Prophylactic Hysterectomy with Bilateral Salpingo-Oophorectomy Is Not a Primary Prevention Strategy for Endometriosis
Prophylactic hysterectomy with bilateral salpingo-oophorectomy is not recommended as a primary prevention strategy for endometriosis in the general population. Rather, it is only considered as a treatment option for existing endometriosis or as a preventive measure in specific high-risk populations.

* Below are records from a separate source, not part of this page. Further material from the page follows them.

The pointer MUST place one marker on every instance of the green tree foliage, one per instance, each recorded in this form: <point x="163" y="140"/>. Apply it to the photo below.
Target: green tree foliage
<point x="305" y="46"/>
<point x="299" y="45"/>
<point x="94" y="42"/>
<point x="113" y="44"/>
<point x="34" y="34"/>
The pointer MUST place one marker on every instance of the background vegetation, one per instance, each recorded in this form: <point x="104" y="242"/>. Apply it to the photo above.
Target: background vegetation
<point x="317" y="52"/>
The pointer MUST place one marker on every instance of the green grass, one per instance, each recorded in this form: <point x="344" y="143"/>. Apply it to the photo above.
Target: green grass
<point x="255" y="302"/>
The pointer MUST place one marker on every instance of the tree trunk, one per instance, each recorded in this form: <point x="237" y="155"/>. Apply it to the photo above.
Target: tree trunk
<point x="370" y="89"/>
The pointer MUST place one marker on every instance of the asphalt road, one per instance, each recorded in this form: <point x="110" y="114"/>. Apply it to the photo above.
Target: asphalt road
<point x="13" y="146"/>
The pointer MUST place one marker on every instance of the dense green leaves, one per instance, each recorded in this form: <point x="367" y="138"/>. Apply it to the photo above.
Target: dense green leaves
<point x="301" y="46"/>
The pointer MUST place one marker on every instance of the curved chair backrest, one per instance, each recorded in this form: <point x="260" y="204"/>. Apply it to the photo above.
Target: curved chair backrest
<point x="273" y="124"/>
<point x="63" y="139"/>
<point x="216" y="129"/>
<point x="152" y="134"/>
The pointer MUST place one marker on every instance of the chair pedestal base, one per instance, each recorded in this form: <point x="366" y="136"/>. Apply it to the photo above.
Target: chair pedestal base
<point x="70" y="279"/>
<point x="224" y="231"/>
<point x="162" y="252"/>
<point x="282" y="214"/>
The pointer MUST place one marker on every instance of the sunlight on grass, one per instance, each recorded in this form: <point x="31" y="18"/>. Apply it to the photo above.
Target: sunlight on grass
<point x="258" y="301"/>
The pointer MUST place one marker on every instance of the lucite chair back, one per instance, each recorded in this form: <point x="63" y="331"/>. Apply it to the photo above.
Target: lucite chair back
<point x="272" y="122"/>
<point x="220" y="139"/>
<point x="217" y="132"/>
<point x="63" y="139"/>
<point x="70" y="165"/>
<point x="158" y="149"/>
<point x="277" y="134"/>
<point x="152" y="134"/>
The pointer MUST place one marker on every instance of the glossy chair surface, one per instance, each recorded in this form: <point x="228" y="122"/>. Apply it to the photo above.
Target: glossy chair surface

Current Evidence on Surgical Management of Endometriosis
- Hysterectomy with bilateral salpingo-oophorectomy (BSO) is considered a definitive treatment for existing endometriosis, not a primary prevention strategy for those without the disease 1, 2
- While hysterectomy with BSO may be one of the only procedures that can potentially cure endometriosis, it is recommended as a treatment after diagnosis, not as prophylactic prevention 1
- Even after complete surgical removal through hysterectomy with BSO, recurrence of endometriosis can still occur in approximately 3.5% of patients who receive hormone replacement therapy 3
Specific Populations Where Prophylactic Surgery May Be Considered
- Prophylactic surgery (hysterectomy and bilateral salpingo-oophorectomy) is recommended to be discussed at age 40 as an option for Lynch syndrome mutation carriers to prevent endometrial and ovarian cancer, not specifically for endometriosis prevention 4, 5
- For women with Lynch syndrome, annual screening beginning at age 35 is recommended due to high risk of endometrial cancer, with prophylactic surgery considered after completion of childbearing 4
Limitations of Surgery as Prevention
- A recent study of patients who underwent hysterectomy for endometriosis showed that those with BSO had lower reoperation rates compared to those with ovarian conservation, but there was little difference in pain-related outcomes between groups 6
- Persistent endometriosis after total hysterectomy with BSO, while rare, has been documented in medical literature 7
- Approximately 40% of patients who undergo hysterectomy with BSO for endometriosis do not fill hormone replacement therapy prescriptions, which may have significant health consequences due to premature surgical menopause 6
Current Recommendations for Endometriosis Management
- Medical therapies that interrupt normal cyclic ovarian hormone production (danazol, progestational agents, oral contraceptives, GnRH analogs) are the first-line treatments for endometriosis-associated pain 2
- Conservative surgery that maintains reproductive organs is an effective treatment for endometriosis-associated pain in those wishing to preserve fertility 2
- Hysterectomy with BSO remains a treatment option for endometriosis-associated pain in patients who have completed childbearing, not as a preventive measure 2
Important Considerations for Surgical Decision-Making
- Strong consideration should be given to ovarian conservation at the time of hysterectomy for endometriosis, as ovarian status may not significantly impact pain outcomes 6
- For young patients who wish to maintain fertility and have early-stage disease, a unilateral salpingo-oophorectomy (preserving the uterus and contralateral ovary) may be adequate 4
- After completion of childbearing in patients with atypical hyperplasia/endometrial intraepithelial neoplasia, hysterectomy and salpingo-oophorectomy is recommended, but this is for management of existing disease, not primary prevention 4, 5
In conclusion, while hysterectomy with BSO may be an effective treatment for existing endometriosis, current evidence and guidelines do not support its use as a primary prevention strategy for endometriosis in the general population.